Tubarão Martelo é, atualmente, o principal ativo de produção da OGPar.

O outro campo em operação da empresa, Tubarão Azul, também localizado na Bacia de Campos, está produzindo cerca de 3 mil barris diários.

Os dois campos exportaram, juntos, cinco cargas de petróleo para o exterior neste ano.

De acordo com a OGPar, as cargas foram enviadas para Chile, EUA, China e duas vezes para a Europa.

O quinto embarque, de 450 mil barris, está sendo realizado neste momento e tem como destino uma refinaria da companhia russa Lukoil, na Itália.

Tubarão Azul, contudo, ainda tem seu futuro incerto.

Prevista para se esgotar inicialmente em setembro, a produção no campo tem se estabilizado em 3 mil barris diários nos últimos meses e pode prosseguir pelo menos até dezembro, segundo as projeções da petroleira.

A OGPar, no entanto, ainda não tem previsão de quando as reservas se esgotarão definitivamente.

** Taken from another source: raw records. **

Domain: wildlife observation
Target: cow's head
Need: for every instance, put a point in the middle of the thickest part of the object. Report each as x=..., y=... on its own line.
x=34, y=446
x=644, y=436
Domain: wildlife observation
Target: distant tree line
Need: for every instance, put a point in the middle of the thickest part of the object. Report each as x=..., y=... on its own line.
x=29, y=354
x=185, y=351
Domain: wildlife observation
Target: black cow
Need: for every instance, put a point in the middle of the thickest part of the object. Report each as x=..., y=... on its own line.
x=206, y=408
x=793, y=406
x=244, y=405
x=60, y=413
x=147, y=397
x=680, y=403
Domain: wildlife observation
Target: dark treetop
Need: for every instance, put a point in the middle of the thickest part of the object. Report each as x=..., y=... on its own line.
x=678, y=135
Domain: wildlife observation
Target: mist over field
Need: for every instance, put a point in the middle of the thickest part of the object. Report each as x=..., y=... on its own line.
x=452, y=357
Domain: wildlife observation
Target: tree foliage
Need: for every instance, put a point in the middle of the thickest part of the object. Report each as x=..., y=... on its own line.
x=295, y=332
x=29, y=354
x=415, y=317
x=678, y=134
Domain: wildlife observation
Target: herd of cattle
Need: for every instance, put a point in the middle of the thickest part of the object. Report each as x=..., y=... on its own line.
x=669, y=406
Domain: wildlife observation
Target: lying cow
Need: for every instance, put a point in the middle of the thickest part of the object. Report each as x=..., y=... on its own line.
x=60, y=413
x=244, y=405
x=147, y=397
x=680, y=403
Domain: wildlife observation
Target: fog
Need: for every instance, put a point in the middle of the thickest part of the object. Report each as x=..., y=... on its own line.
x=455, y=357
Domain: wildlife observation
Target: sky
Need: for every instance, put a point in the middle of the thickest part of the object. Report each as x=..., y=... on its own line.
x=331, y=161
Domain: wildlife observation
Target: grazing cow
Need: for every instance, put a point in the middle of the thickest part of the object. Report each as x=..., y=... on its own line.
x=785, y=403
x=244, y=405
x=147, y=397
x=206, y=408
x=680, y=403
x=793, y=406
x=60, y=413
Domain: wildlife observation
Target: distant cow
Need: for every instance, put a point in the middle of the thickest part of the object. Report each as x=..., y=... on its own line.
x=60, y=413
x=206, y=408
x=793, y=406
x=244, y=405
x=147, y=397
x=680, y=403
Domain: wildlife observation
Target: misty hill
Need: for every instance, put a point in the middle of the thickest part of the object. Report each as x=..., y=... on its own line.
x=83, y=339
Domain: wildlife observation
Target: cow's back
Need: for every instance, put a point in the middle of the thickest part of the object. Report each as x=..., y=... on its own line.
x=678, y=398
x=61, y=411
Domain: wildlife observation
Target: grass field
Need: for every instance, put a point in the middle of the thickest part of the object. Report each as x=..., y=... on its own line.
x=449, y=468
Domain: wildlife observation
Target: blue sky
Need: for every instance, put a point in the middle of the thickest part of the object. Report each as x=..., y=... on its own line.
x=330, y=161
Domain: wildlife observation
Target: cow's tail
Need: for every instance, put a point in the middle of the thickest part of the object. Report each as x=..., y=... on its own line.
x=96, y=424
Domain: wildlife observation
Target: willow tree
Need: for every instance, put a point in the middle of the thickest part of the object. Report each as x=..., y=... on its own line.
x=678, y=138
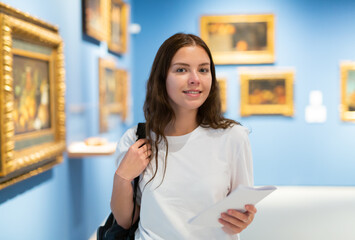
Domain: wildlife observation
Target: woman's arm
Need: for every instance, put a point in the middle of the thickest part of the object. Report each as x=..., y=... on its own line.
x=122, y=202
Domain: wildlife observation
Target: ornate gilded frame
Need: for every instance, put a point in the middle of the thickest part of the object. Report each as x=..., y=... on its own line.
x=275, y=81
x=118, y=21
x=23, y=156
x=220, y=33
x=347, y=78
x=107, y=106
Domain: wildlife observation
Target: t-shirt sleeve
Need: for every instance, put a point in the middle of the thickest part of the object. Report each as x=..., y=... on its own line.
x=126, y=141
x=242, y=162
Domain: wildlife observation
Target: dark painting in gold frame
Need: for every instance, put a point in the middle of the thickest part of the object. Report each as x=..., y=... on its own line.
x=240, y=39
x=108, y=95
x=118, y=26
x=347, y=73
x=32, y=110
x=95, y=19
x=36, y=147
x=266, y=92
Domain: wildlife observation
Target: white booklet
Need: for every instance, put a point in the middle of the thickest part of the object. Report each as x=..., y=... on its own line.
x=240, y=197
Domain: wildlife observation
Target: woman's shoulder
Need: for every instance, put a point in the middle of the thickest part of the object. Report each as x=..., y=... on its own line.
x=235, y=131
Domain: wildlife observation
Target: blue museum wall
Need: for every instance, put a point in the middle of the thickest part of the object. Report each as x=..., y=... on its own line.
x=71, y=200
x=312, y=37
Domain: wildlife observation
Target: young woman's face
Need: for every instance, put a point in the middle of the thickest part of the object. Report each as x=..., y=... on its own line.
x=189, y=79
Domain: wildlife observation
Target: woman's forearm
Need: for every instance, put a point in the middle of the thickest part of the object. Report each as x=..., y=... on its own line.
x=122, y=202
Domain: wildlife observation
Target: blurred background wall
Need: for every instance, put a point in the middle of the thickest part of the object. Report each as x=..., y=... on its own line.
x=312, y=37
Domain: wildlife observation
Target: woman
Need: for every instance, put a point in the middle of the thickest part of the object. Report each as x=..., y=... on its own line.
x=192, y=158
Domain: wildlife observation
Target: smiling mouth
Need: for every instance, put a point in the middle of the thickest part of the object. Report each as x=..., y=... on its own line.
x=192, y=92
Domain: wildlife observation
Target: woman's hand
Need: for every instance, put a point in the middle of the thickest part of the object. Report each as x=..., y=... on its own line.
x=235, y=222
x=135, y=160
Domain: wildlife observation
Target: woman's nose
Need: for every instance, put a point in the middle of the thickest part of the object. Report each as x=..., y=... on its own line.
x=194, y=78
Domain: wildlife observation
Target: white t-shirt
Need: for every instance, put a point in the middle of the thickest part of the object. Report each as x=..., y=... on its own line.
x=203, y=167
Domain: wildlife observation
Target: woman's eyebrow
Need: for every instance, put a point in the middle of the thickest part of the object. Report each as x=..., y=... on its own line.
x=185, y=64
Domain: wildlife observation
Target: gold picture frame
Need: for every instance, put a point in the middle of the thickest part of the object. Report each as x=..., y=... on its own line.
x=32, y=98
x=266, y=91
x=222, y=84
x=347, y=78
x=118, y=26
x=95, y=21
x=240, y=39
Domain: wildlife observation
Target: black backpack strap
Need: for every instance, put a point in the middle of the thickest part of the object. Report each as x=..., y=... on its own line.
x=140, y=135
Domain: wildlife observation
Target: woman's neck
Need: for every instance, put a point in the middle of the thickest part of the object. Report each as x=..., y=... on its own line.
x=182, y=125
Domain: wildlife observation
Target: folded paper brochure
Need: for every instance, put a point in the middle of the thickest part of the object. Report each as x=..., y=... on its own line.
x=240, y=197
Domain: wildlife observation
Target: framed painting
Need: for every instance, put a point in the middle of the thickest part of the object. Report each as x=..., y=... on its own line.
x=266, y=92
x=32, y=98
x=123, y=89
x=95, y=19
x=108, y=92
x=347, y=109
x=240, y=39
x=222, y=84
x=118, y=26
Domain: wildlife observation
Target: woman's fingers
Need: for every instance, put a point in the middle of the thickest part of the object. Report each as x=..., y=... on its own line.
x=234, y=221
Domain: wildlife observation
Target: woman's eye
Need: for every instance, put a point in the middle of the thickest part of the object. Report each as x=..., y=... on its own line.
x=204, y=70
x=181, y=70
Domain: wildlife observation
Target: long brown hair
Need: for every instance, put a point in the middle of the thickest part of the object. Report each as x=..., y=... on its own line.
x=157, y=109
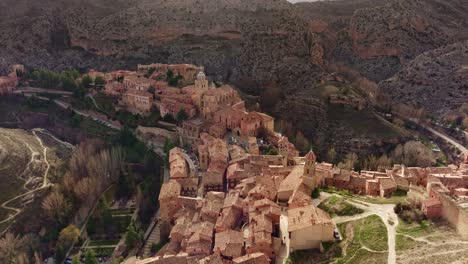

Se a produção for mantida no atual patamar, o campo poderá render à companhia uma receita de aproximadamente US$ 26 milhões até o final do ano.

A OGpar tem conseguido negociar as cargas de petróleo produzido no campo, em média, por cerca de US$ 96 o barril.

A produção no campo só é rentável graças a um acordo entre a OGPar e OSX para revisão da taxa de afretamento do FPSO OSX-1, de US$ 400 mil para uma diária de US$ 35 mil.

Para efeitos de comparação, a taxa diária de aluguel da OSX-3, que opera no campo Tubarão Martelo com capacidade para 100 mil barris diários, é de US$ 250 mil.

Se os custos da plataforma OSX-1, que possui capacidade para produzir 60 mil barris ao dia, tivesse sido mantido em US$ 400 mil por dia, as despesas com leasing e operação e manutenção (sem contar outras despesas, como operação logística) totalizariam, entre outubro e dezembro, mais de US$ 44 milhões, para um faturamento de US$ 26 milhões com a venda de óleo.

Nesta semana, a Justiça do Rio determinou o arresto das plataformas OSX-1 e OSX-3. As embarcações pertencem à OSX Leasing, subsidiária holandesa da OSX, empresa de construção naval de Eike Batista que se encontra em recuperação judicial desde novembro do ano passado.

A decisão atende ao pedido de uma credora da OSX, a empreiteira espanhola Acciona. Ao justificar sua decisão, o juiz da 39ª Vara Cível do Rio, Luiz Antonio Valiera do Nascimento, informou que há "evidente risco de dissipação patrimonial" no caso.

A OSX Leasing tem dívida em torno de R$ 300 milhões com a Acciona, mas, diferente de sua controladora, não está em recuperação judicial - processo que engloba as companhias OSX Brasil, OSX Construção Naval e OSX Serviços Operacionais.